Désormais, c’est à la tribune officielle qu’il faudra chercher sa silhouette trapue, son épais visage noyé dans une abondante barbe, à présent totalement blanche, son éternel sourire étincelant, qui semblait naguère cacher une angoisse immense. On ne le surprendra donc plus, traînant tard dans les réceptions panafricaines, à vouloir sensibiliser tous ceux qui passent à sa portée à la cause de son peuple, à l’affût d’un mot aimable, d’une invitation officielle, d’une promesse d’aide à son mouvement. Sam Nujoma est chef d’État ! Jamais son sourire n’a été aussi vrai que durant ces premiers instants du 21 mars.

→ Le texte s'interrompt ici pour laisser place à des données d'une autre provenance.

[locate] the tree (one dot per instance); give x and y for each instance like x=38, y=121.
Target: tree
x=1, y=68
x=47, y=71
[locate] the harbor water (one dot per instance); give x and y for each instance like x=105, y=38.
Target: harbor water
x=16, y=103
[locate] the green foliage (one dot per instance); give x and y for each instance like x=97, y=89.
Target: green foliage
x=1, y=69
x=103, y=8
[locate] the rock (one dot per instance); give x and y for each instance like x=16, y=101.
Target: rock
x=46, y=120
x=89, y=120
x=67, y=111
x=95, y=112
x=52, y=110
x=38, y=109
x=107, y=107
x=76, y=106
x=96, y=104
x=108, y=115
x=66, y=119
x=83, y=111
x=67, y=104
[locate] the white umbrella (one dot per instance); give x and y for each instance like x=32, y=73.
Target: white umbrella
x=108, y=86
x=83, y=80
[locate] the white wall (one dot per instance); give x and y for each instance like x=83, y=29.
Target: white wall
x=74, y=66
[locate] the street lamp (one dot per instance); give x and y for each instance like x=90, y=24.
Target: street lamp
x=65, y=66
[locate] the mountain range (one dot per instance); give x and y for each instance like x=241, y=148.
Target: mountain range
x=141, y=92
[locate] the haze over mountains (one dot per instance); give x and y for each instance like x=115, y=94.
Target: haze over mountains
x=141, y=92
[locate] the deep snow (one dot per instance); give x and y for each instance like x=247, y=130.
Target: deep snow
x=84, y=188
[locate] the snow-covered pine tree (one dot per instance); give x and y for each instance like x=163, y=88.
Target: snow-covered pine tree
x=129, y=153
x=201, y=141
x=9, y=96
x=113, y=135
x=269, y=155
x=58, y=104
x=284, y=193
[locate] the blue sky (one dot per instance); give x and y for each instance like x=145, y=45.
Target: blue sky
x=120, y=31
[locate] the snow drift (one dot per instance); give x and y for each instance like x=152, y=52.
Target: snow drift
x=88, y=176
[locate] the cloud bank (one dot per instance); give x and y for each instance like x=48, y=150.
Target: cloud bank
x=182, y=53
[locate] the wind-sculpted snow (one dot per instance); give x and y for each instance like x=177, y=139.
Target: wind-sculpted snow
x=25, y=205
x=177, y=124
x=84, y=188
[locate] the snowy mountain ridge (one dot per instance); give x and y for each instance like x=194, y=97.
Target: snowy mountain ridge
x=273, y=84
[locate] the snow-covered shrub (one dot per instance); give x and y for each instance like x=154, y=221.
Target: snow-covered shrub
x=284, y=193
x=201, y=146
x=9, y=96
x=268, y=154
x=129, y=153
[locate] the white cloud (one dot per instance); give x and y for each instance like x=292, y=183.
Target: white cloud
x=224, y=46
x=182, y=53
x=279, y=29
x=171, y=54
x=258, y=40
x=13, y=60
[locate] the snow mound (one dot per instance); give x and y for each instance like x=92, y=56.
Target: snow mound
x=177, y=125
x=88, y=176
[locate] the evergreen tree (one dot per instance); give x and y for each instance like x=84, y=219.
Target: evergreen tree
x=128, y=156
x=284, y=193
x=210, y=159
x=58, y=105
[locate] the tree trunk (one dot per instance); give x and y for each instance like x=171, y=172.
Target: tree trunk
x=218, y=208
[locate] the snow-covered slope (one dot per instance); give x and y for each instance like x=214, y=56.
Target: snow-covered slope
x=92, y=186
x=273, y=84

À 61 ans, le président de la toute nouvelle république de Namibie reste un homme modeste, discret, hier si effacé que, parfois, on l’a soupçonné de ne pas croire intensément à sa lutte, et même d’être résigné. Cyniquement, certains politiciens africains attendaient qu’il ait le dos tourné pour exprimer leurs inquiétudes sur les chances de la Swapo (Organisation du peuple Sud-Ouest africain) d’accéder un jour au pouvoir à Windhoek.
Mandela, Frederik De Klerk, Pérez de Cuellar…
Y croyait-il toujours lui-même ? Pas évident, est-on tenté de penser, en dépit des slogans révolutionnaires qu’il savait si bien asséner. Quelle importance, aujourd’hui, puisque le résultat – la souveraineté de la Namibie – justifie, a posteriori, tous les moyens. Aux premières secondes du 21 mars, le drapeau sud-africain a été descendu, et celui de la Namibie hissé. L’indépendance de la république de Namibie a été proclamée. À ses côtés, dans la nuit froide de Windhoek, plusieurs chefs d’État africains, dont Frederik De Klerk, de très hauts représentants des États les plus puissants de la terre, ainsi que Javier Pérez de Cuellar, secrétaire général de l’ONU, et même (surtout !) Nelson Mandela. Quel symbole, à l’aube de cette journée habituellement consacrée à la condamnation de l’apartheid ! Pour la première fois depuis longtemps, le leader de la Swapo nage dans le bonheur. Il y a un an, il refusait d’y croire, craignant un nouveau piège de l’Afrique du Sud.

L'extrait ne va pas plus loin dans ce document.